We are running jetson-r38.4.0. Any suggestions or pointers would be greatly appreciated.
Thank you in advance! Shep
Something here might be helpful.
# Disable flow control entirely on the Jetson to see if the gaps disappear. You may need to disable it on the switch/receiver too.
ethtool -A ethX rx off tx off
# If the TX ring buffer is too small, or if interrupt coalescing is holding off TX completion interrupts for too long,
the MGBE driver will run out of TX descriptors.
# find ring buffer values
ethtool -g mgbe0_0
# Increase the TX ring buffer to its maximum supported size:
ethtool -G mgbe0_0 tx <max_value>
# Tune interrupt coalescing. Disable "Adaptive TX" and set a hard, low limit for TX usecs and frames.
ethtool -C mgbe0_0 adaptive-tx off tx-usecs 50 tx-frames 32
# Lock the Jetson clocks to maximum performance to eliminate frequency scaling and deep idle states:
sudo jetson_clocks
# Try disabling offloads to force the stack to push discrete packets.
ethtool -K mgbe0_0 tso off gso off sg off
Ftrace
Prepare the ftrace environment
sudo su
cd /sys/kernel/debug/tracing
# Reset and set tracer
echo 0 > tracing_on
echo > trace
echo function_graph > current_tracer
# Clear old filters
echo > set_ftrace_filter
# Add core network TX boundaries and queue controls
echo 'dev_hard_start_xmit' >> set_ftrace_filter
echo 'netif_tx_stop_queue' >> set_ftrace_filter
echo 'netif_tx_wake_queue' >> set_ftrace_filter
# Add everything in the nvethernet module
echo ':mod:nvethernet' >> set_ftrace_filter
# Set the 5 ms trap (5000 microseconds)
echo 5000 > tracing_thresh
# Start tracing
echo 1 > tracing_on
# Let your 8 Gbps stream run while tracing is on. Wait until your receiving link partner reports the ~6 ms gap. Immediately stop the trace to prevent the ring buffer from wrapping:
echo 0 > tracing_on
cat trace > /home/$SUDO_USER/nvethernet_stall_trace.txt
Open the trace file, one of these pattern may be shown.
A Hardware/Bus Stall
If the delay is happening at the very bottom of the stack when the driver is physically handing the packet descriptors to the MGBE hardware.

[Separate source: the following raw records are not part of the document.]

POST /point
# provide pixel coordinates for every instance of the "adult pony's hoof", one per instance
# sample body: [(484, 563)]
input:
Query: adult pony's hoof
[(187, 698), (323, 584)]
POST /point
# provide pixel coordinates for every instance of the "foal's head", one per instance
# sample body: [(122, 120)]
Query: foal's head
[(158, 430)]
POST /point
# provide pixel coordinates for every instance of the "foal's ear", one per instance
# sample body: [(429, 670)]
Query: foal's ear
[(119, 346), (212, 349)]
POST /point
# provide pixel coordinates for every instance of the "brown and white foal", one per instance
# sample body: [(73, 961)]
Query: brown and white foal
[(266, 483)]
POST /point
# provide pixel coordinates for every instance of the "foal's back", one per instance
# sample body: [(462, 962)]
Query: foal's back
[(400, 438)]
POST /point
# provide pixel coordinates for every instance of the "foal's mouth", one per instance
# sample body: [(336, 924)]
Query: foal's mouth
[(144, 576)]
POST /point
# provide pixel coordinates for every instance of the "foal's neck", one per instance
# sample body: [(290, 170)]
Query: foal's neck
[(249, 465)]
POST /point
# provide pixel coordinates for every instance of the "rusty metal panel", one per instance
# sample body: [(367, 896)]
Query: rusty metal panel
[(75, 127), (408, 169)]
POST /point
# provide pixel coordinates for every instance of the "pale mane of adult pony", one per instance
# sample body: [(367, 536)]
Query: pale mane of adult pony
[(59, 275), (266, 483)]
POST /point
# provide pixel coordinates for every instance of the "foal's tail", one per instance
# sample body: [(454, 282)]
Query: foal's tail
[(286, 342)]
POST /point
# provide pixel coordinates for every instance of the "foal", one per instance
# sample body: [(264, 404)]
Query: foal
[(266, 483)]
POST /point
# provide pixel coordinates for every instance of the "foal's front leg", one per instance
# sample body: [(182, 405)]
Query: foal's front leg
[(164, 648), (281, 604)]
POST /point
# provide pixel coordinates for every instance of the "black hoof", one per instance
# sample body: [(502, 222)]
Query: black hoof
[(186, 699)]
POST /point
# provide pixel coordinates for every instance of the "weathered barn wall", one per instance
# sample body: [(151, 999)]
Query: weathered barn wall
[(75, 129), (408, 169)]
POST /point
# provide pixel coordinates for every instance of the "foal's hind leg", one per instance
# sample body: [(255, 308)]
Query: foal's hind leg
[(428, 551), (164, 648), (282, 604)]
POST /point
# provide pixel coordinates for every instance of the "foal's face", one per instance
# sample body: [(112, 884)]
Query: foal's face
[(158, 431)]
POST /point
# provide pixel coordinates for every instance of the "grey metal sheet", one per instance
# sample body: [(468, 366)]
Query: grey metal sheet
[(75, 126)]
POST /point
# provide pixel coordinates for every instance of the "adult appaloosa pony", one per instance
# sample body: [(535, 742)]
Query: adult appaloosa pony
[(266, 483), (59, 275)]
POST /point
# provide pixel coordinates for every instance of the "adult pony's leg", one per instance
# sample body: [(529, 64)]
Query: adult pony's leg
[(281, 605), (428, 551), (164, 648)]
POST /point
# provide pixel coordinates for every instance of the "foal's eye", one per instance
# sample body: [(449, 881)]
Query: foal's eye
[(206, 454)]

Your trace may look something like this:
# tracer: function_graph
# CPU DURATION FUNCTION CALLS
# | | | | | | |
4) ! 6005.12 us | dev_hard_start_xmit() {
4) ! 6002.88 us | nve_start_xmit();
4) ! 6005.50 us | }
Impression: The kernel is perfectly healthy, but the nve_start_xmit function (which writes to the PCIe/memory-mapped registers of the MGBE) was physically blocked from completing for 6 milliseconds.
This is may be the hardware honoring an incoming 802.3x Pause Frame from your link partner;
or a severe DMA/SMMU translation stall on the Thor's memory controller.
Ring Buffer Starvation, the queue stalls
If the TX ring buffer fills up because the hardware isn't draining it fast enough (or the kernel isn't cleaning up transmitted packets fast enough),
the driver will forcefully stop the kernel's network queue.
# tracer: function_graph
# CPU DURATION FUNCTION CALLS
# | | | | | | |
2) 1.22 us | netif_tx_stop_queue();
... (6 milliseconds of absolutely nothing on this CPU) ...
2) 0.95 us | netif_tx_wake_queue();
Note: You might have to look at the absolute timestamps on the far left of the full trace to see the 6 ms time jump between the stop and the wake.
The driver ran out of TX descriptors. The kernel stopped sending. It took 6 ms for the hardware to finally trigger a TX Completion Interrupt (or for the CPU to wake up and process the SoftIRQ) to clean out the old packets and wake the queue.
Interrupt coalescing may be set too high, the TX ring buffer is too small, or the CPU core handling the IRQ went to sleep (deep C-state) and took too long to wake up.
CPU Preemption / OS Jitter
If the delay happens higher up in the core network stack before it even reaches the nvethernet driver, you will see something like this:
# tracer: function_graph
# CPU DURATION FUNCTION CALLS
# | | | | | | |
5) ! 6150.00 us | dev_hard_start_xmit() {
5) 2.15 us | nve_start_xmit();
5) ! 6155.10 us | }
In this example the nve_start_xmit only took 2 microseconds, but the parent function dev_hard_start_xmit took over 6 ms.
This means the CPU was preempted right in the middle of executing the network stack.
The kernel scheduler may have yanked the CPU core away from your network thread to do something else and didn't give it back for 6 ms.